AJP - Gastrointestinal and Liver Physiology, Vol 264, Issue 2 300-G305, Copyright © 1993 by American Physiological Society

ARTICLES

Molecular mechanism of two noncompetitive inhibitors of Na(+)-glucose cotransporter: comparison of DCCD and PCMB

B. E. Peerce
Department of Physiology and Biophysics, University of Texas Medical Branch, Galveston 77550.

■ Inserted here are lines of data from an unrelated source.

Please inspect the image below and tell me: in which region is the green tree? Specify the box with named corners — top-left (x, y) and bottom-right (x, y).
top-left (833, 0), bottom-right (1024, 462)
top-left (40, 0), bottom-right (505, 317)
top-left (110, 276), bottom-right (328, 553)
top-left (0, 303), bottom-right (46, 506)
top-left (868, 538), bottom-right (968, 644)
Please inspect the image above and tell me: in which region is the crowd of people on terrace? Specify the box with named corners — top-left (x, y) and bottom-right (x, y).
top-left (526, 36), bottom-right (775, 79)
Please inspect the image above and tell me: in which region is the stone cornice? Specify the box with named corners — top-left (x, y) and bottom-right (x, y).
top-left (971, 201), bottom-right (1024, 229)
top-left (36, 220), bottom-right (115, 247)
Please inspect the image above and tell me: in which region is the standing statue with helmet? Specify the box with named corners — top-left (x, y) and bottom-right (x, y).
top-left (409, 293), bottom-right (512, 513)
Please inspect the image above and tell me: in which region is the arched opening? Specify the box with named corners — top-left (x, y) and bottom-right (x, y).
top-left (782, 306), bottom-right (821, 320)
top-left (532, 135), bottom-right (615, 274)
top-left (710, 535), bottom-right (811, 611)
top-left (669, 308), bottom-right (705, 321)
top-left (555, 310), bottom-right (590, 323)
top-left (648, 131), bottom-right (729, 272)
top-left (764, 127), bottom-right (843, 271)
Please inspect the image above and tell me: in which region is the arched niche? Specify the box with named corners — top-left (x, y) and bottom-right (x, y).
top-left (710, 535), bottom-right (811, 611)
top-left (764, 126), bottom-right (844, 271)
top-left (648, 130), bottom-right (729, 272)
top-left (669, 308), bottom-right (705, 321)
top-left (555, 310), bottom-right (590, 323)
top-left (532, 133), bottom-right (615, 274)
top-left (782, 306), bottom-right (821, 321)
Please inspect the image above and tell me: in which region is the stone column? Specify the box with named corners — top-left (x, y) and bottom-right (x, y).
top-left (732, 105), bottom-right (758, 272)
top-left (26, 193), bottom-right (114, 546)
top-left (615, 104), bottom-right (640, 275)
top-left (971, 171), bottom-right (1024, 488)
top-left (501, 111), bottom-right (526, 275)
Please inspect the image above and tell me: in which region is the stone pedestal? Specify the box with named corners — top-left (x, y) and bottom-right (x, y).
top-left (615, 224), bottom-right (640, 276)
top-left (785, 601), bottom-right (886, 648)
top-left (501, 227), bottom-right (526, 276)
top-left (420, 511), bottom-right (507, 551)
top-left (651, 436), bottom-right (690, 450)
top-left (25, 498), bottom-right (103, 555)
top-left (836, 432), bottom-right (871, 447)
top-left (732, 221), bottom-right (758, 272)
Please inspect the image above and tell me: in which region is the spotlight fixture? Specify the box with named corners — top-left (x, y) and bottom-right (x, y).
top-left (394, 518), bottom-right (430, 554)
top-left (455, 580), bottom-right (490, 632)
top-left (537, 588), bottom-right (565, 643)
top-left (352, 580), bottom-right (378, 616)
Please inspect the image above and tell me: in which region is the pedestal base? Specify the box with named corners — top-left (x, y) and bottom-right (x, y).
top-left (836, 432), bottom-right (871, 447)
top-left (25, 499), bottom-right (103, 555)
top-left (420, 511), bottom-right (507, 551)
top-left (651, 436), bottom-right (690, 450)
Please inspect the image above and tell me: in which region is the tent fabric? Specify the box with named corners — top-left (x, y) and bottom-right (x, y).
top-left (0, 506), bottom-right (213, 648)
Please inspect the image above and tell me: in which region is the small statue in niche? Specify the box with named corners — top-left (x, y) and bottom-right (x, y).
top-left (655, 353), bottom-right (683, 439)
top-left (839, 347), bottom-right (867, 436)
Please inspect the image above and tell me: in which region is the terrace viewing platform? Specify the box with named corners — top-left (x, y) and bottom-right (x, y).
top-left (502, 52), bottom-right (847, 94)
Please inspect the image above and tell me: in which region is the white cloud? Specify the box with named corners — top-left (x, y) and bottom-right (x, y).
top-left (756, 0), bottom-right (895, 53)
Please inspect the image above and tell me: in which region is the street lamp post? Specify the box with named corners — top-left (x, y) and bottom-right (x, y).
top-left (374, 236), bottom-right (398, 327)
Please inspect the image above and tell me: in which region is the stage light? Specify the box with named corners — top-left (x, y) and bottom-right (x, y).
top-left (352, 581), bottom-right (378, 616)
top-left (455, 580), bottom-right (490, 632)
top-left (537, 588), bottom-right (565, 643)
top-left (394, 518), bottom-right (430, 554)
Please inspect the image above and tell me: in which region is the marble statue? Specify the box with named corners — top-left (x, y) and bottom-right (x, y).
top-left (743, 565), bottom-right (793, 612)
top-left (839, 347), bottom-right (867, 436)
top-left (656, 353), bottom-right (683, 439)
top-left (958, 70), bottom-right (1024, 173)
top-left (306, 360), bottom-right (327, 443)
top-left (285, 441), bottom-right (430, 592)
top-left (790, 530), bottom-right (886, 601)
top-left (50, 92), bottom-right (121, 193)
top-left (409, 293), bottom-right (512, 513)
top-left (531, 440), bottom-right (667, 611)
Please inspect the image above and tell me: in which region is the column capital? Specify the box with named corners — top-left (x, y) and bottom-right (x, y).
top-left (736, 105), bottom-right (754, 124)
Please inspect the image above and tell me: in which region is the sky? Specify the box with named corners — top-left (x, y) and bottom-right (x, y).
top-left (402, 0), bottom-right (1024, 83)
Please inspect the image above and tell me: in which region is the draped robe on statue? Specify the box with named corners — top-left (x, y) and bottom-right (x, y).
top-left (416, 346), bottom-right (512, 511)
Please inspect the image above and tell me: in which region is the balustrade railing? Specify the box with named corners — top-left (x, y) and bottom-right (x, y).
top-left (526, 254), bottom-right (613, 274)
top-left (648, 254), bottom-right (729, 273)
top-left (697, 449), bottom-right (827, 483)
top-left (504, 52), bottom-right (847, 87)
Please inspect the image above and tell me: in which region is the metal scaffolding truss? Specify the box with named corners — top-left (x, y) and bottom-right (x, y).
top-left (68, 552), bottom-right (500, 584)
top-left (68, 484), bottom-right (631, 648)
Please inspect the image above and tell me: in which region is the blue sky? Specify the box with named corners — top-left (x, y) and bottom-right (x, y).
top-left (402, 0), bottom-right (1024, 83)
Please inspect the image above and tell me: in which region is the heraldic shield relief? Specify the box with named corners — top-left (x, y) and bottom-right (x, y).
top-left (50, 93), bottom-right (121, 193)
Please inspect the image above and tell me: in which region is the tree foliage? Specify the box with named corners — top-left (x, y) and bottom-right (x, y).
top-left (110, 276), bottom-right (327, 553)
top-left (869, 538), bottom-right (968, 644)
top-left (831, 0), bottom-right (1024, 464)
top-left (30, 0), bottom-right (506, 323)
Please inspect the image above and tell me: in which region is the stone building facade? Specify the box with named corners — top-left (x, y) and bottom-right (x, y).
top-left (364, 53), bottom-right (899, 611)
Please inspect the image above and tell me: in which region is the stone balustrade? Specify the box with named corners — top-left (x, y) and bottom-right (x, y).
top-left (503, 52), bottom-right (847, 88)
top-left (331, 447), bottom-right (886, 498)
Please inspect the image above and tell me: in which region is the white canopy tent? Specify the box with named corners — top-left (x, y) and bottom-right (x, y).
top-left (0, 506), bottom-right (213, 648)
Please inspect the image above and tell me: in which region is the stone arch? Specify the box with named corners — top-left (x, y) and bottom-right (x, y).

The effects of noncompetitive inhibitors of Na(+)-dependent glucose uptake, p-chloromercuribenzoate N,N'-dicyclohexylcarbodiimide (DCCD), on substrate-induced cotransporter conformational changes were examined using fluorescein isothiocyanate (FITC) and tryptophan fluorescence. p-chloromercuribenzoate (PCMB) inhibited both substrate-induced conformational changes with similar concentration required for 50% quenching/enhancement of tryptophan or FITC fluorescence. In contrast, DCCD inhibited the Na(+)-induced conformational change with an apparent concentration resulting in 50% inhibition (K0.5) of 18 microM and the glucose-induced conformational change with an apparent K0.5 of 5 microM. DCCD slightly increased the apparent K0.5 for the Na+ concentration required for Na(+)-induced conformational change. DCCD and PCMB altered tryptophan accessibility to quench reagents in all three conformations. Tryptophan residues on the PCMB-treated cotransporter were more Cs+ than I- sensitive in contrast to the unlabeled cotransporter. The PCMB-treated cotransporter had a reduced response to Na+, suggesting that the mode of PCMB inactivation of cotransporter activity resulted from conformational changes in the substrate-free cotransporter. DCCD had a smaller effect on cotransporter tryptophan quench reagent susceptibility. However, DCCD-labeled cotransporter was equally accessible to I- and Cs+, and the DCCD-labeled cotransporter did not respond to substrates. Loss of charge distribution around cotransporter tryptophans correlated with loss of substrate-induced conformational changes.